1. I froze tap water in plastic bottles.
2. I turned AC down from usual 76 to 71 so when power went off, my walls, ceilings and floors would be colder, keeping me cooler longer.
3. I opened no windows. Better to have 80-degree air in my condo without humidity, than 85-degree outside air with humidity.
4. I took two frozen bottles of water to bed with me, put each in a plastic to collect condensation and put each bottle in a sock. Then I placed a bottle on each side of me to help keep my body temp down. The ice melted by morning. Now I had more water to drink.
5. The last day I also placed bottles on each side of me while sitting in my chair. I was cool as a cucumber.
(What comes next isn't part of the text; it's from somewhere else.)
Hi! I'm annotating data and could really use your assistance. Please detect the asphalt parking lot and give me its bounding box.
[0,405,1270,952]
6. When power went out I took all my frozen food and bottles of water and packed it into two coolers (bought at Walmart) and put the coolers into the freezer. My food was still frozen when the power was restored 73 hours later.
Bruce Peters, Tampa
Our president is an Abbie Hoffman of the right | Sept. 27
Trump's no Abbie Hoffman
I am not in dispute with the content of David Brooks' article, but I very much disagree calling Donald Trump the Abbie Hoffman of the anything. As someone who volunteered with Abbie Hoffman as a teenager, I can tell you that Abbie Hoffman worked tirelessly to better the lives of the disenfranchised, the poor, the people in Worcester, Mass., who needed help. Donald Trump is no way Abbie Hoffman.
Tobey Burwick, Dunedin
What Irma taught us about caring for older Floridians | Sept 22, column
Take care of frail elders
Kudos and gratitude to Dr. Larry Polivka for his career-long advocacy for frail elders in long-term care. He points out again how the state has failed these important long-time citizens of Florida, who for years provided volunteer and financial resources to keep the quality of life for the rest of us. Then after depleting their health and resources paying for expensive long-term care, they must depend on Medicaid. We must have a change in Tallahassee from many legislators and the governor, who worry only about re-election. The 2018 elections cannot come to soon.
Gerald Buchert, St. Petersburg
Vietnam haunts us to this day | Sept. 29, column
A loss of faith in government
In recalling his Vietnam experiences evoked by the Ken Burns and Lynn Novick documentary of that ill-advised war, professor David Colburn laments a catastrophe that killed 58,000 Americans. But perhaps an even greater catastrophe was the damage caused to Americans' faith in their government. Presidents Lyndon Johnson and Richard Nixon's blatant lies about what was actually happening forever raised doubts in the minds of the public about the credibility of the nation's leaders. Similarly, the eventual lack of accountability for those involved in the horrific My Lai massacre of hundreds of innocent civilians significantly affected the nation's appreciation for the value of human life and the rules of engagement in war-fighting.